EZB-Anleihenkäufe: Zu der Auseinandersetzung zwischen Europäischer Zentralbank und Bundesverfassungsgericht über das Anleihenkaufprogramm PSPP hat sich der erfolgreiche Kläger Peter Gauweiler noch keine Meinung gebildet. Der SZ (Cerstin Gammelin) teilte er mit, dass zunächst Akteneinsicht bezüglich der nun übermittelten Dokumente beim BVerfG beantragt würde.

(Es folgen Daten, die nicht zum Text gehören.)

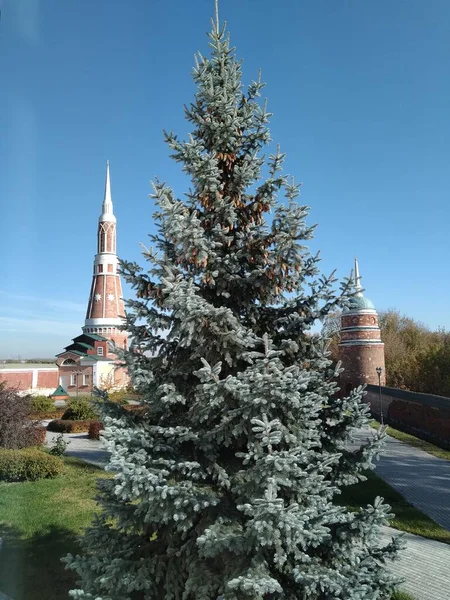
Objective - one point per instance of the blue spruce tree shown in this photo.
(225, 482)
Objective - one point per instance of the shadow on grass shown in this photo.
(407, 517)
(31, 569)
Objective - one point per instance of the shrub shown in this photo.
(94, 430)
(118, 397)
(39, 434)
(60, 447)
(67, 426)
(42, 404)
(57, 413)
(15, 425)
(80, 410)
(28, 464)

Wolfgang Janisch (SZ) begrüßt in einem Kommentar, dass in der EZB offenbar "Pragmatismus Einzug" gehalten hat. Trotz Unabhängigkeit agiere sie "nicht im rechtsfreien Raum", dass das BVerfG auf einer "Minimalkontrolle" ihres Mandats beharre, sei "ein berechtigtes Anliegen". Nach Frank Wiebes (Hbl) Ansicht sollte sich das Gericht "auf wirkliche Rechtsfragen konzentrieren". Zwar löse sich das "Problemgewirr" nun mit einem "inhaltsleeren Verfahren" in Luft auf, es sei aber erneut bewiesen worden, dass es bestenfalls nichts bringe, "ökonomische Probleme mit juristischen Mitteln zu bearbeiten".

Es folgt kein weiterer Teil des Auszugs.